Hebb, who cooked the evening's meal in Venice, has long operated on the belief that the table can be transformative -- and said he's seen conversations over the dinner table bring people together and change lives.

But on the whole, Americans are not making sharing a meal a priority. Pacific Standard writer Britt Peterson wrote in April about how dinner in America has become an "ordeal." Increasingly, Americans eat their meals on the go or in front of the screen -- 19 percent of snacks and meals in America are eaten in the car, author Michael Pollan estimates.

At the same time, spending time together over a meal can have a positive effect on families. A 2012 study from CASAColumbia, a drug prevention nonprofit, found eating regular family dinners can decrease the likelihood that teens will use marijuana, tobacco and alcohol, or will engage in risky behavior.

"[Americans] are using dinner in a really unimaginative way," said Hebb. "We're eating three meals a day. People could use them as an opportunity for engagement with the people around them, and sadly they're not.”

Like many Americans, Brown recalls growing up with dinners eaten in front of the television, as well as a lack of conversation with his parents about meaningful and provocative topics.

"When I was a kid, we didn't sit around the dinner table and have conversations," said Brown. "We had TV dinners around the TV set and watched 'Batman and Robin,' and my dad got home at midnight and left at 6 a.m. So it's a very nice experience for me now just to sit around the table, eat and talk to other people."

That experience is exactly what Hebb is trying to facilitate on a larger scale. The idea of using dinner to connect people and build authentic relationships originated with a project called "Family Suppers" in Portland, Oregon in 2000, and morphed into Death Over Dinner in 2012, as a project out of the University of Washington.

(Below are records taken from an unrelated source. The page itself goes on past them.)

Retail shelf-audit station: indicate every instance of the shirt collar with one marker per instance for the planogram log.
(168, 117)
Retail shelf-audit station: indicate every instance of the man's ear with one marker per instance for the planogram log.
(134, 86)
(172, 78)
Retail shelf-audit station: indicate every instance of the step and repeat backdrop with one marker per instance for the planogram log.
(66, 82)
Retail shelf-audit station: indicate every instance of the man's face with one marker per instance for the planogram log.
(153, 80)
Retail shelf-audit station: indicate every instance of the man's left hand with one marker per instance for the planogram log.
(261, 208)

"It was an early idea of how the table could be a blueprint for people to engage," said Hebb. Six months later, the project was being hailed as a movement by The New York Times. Later in 2012, UW’s Communication Leadership Program graduate program, where Hebb works as a fellow, supplied funding to enlarge the scale of his model for bringing people together.

michael hebb
Hebb discussing Death Over Dinner at the 2013 TEDMED conference.

Hebb says he was inspired by the historical model of the ancient Greek symposium, a social gathering in which men met to discuss topics over food and drink.

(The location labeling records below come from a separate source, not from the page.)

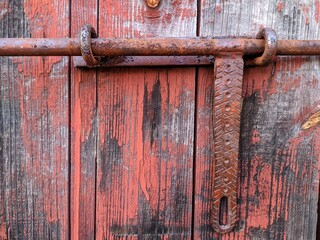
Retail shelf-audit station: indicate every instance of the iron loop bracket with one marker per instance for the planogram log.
(270, 48)
(88, 32)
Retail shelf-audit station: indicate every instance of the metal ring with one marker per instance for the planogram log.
(270, 48)
(88, 32)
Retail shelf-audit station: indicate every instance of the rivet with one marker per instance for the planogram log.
(153, 3)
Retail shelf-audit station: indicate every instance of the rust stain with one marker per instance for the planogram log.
(312, 121)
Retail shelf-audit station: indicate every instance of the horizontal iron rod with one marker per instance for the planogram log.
(151, 46)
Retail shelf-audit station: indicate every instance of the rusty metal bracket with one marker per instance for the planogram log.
(228, 56)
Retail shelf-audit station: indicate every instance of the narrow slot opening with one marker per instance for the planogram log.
(223, 211)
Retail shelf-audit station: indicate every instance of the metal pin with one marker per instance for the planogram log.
(153, 3)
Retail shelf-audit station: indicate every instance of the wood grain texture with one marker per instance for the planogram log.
(34, 125)
(279, 161)
(83, 132)
(145, 135)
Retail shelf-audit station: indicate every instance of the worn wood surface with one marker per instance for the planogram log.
(145, 133)
(83, 132)
(278, 182)
(114, 153)
(34, 126)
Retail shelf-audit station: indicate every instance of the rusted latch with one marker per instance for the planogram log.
(227, 57)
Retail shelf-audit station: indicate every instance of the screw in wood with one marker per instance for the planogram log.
(153, 3)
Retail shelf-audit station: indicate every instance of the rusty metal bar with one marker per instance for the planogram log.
(152, 46)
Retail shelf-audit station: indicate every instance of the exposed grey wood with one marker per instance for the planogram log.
(279, 179)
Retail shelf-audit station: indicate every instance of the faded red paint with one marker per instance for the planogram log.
(4, 9)
(266, 83)
(255, 139)
(317, 13)
(305, 10)
(218, 9)
(280, 6)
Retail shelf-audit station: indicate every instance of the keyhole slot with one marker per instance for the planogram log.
(223, 212)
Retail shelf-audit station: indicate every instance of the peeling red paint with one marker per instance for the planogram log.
(218, 9)
(317, 9)
(4, 9)
(255, 139)
(305, 10)
(44, 110)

"[The symposium] was a huge reason why democracy was born and why so many things happened in Athenian culture," said Hebb. "There was a place for meaningful and significant questions to be asked, and for people to ponder these questions. So we figured, if we're going to emulate that model and reinvigorate the table and this manner of convening, that we should start with the most challenging philosophical question, and that being about death and end-of-life.”

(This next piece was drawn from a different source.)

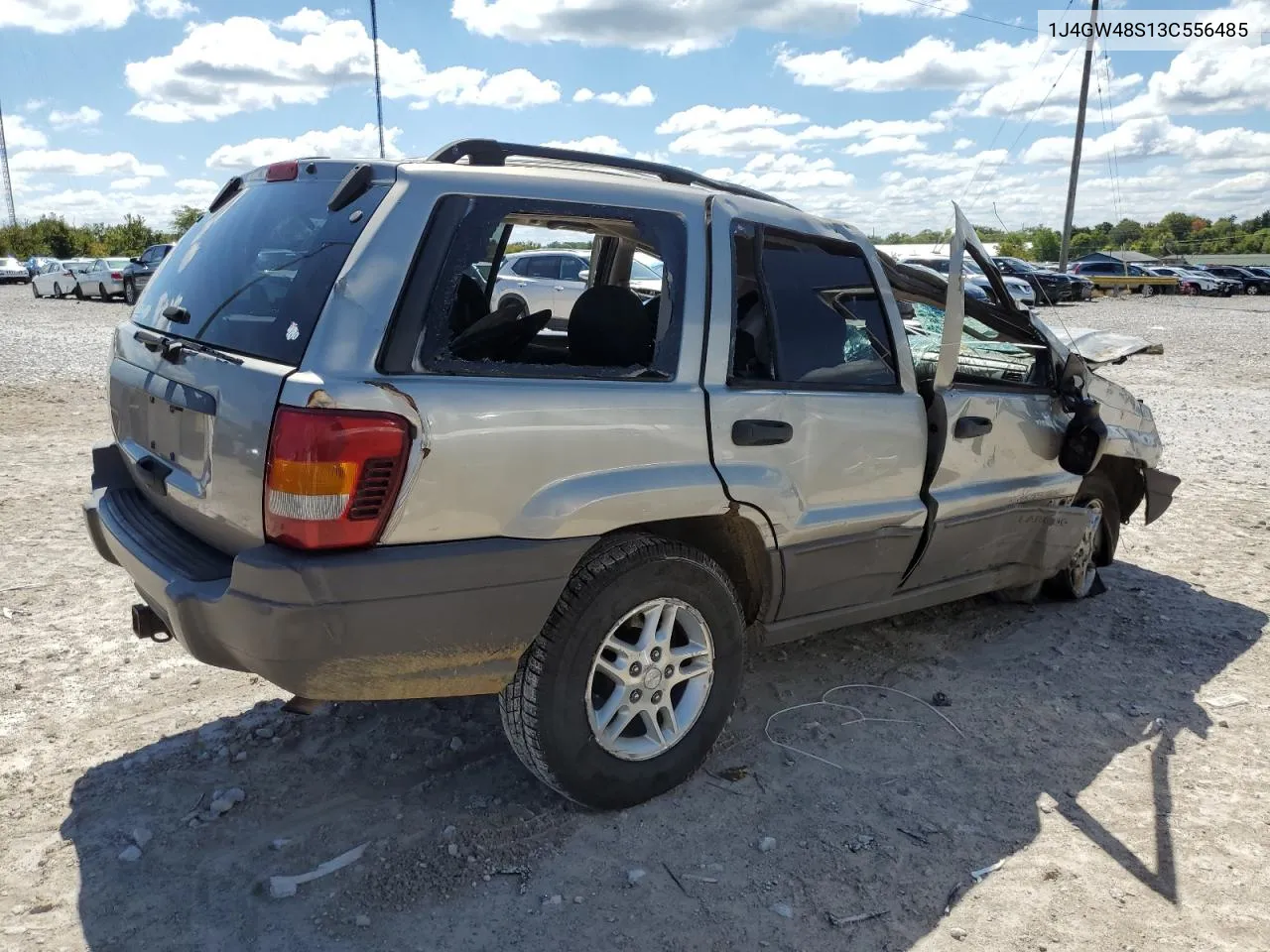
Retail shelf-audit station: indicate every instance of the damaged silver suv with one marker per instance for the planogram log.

This year, Drugs Over Dinner was born to facilitate honest, personal and non-judgmental conversation about drugs in America and the root causes of our culture of addiction. The project currently has raised over $16,000 on IndieGoGo to bring the conversation to dinner tables across America.

The most powerful aspect of that evening in Venice Beach, and others like it, Brown and McGuigan agreed, was the way that sharing stories builds compassion, empathy and connection -- among the other guests at the table, and toward others struggling from addiction.

"You realize this is not 'their' problem," said McGuigan. "This is our problem."